Palmer described himself as a very altruistic, high-spirited, easy-to-talk-to, conscientious person who never says never. He firmly believes that "in order for one to really indulge in something that they strongly desire, dem nose affi run. Nothing in life happens by chance or because of 'good luck'. Hard work and dedication, with the right dosage of self-confidence, should help anyone to see the light".
"My inspiration actually comes from me wanting to inspire the people who are around me, especially the younger boys who don't believe that they can attain whatever goals they set out to achieve," the young man said in explaining what drives him.

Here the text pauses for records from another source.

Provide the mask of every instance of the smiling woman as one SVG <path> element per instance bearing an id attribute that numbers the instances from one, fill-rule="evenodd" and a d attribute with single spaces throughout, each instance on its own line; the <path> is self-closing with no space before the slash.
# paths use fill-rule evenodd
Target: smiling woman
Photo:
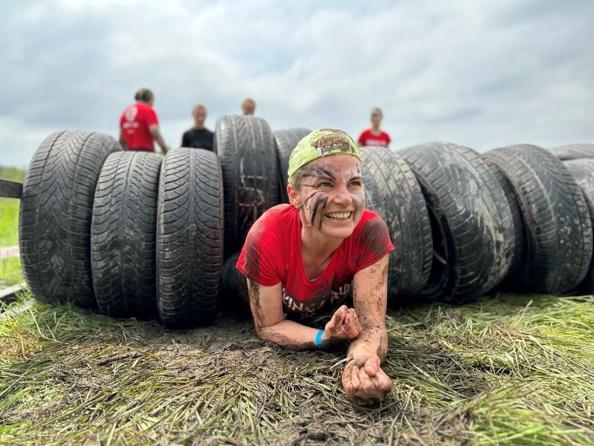
<path id="1" fill-rule="evenodd" d="M 357 145 L 344 132 L 305 137 L 289 158 L 290 205 L 271 208 L 254 224 L 237 267 L 247 277 L 261 339 L 293 350 L 350 342 L 342 383 L 351 401 L 365 406 L 392 388 L 380 364 L 393 246 L 383 221 L 365 209 L 362 168 Z M 348 308 L 342 304 L 351 289 Z M 328 309 L 335 311 L 324 330 L 291 320 Z"/>

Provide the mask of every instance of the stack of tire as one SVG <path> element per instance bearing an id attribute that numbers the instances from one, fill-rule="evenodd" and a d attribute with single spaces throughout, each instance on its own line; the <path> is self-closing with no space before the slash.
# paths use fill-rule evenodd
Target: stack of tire
<path id="1" fill-rule="evenodd" d="M 287 202 L 289 156 L 309 131 L 273 133 L 261 119 L 225 116 L 214 152 L 165 157 L 123 151 L 99 133 L 50 135 L 21 200 L 32 295 L 167 327 L 211 322 L 236 295 L 247 299 L 238 251 L 252 224 Z M 395 248 L 390 303 L 458 304 L 493 290 L 594 292 L 594 146 L 479 154 L 434 142 L 363 147 L 361 156 L 366 207 Z"/>
<path id="2" fill-rule="evenodd" d="M 96 133 L 46 138 L 19 221 L 33 297 L 172 327 L 211 322 L 223 260 L 279 195 L 265 121 L 222 117 L 215 135 L 214 153 L 181 147 L 165 156 L 124 151 Z"/>

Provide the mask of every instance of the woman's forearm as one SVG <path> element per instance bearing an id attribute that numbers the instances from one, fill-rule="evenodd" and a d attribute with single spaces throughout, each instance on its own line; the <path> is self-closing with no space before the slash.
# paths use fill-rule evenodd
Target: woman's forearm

"I am also inspired by my family who understood the importance of academic success and tried to create as comfortable a study environment as possible. The teachers of my extra subject classes really accommodated me and believed in me, and I would also like to acknowledge them as they also contributed significantly to my achievements."
With hopes of becoming a doctor, Palmer aims to complete the sixth form programme at Ardenne High School.
"Do not let what people say dissuade you from doing your best," Palmer advised students. "Only you can possibly know your limits so don't let anyone tell you that 'studying goin' mad yuh'. But even as you study, you ought to take your health into consideration. Do not deprive yourself of sleep for extended periods and remember to eat a balanced meal to keep up with the books."
"Remember to try to be as organised as possible," he continued. "Try not to blame school and exams for impeding your religious or social life. Be disciplined, studying is not just to be done when exams are around the corner. Make it a part of your daily routine."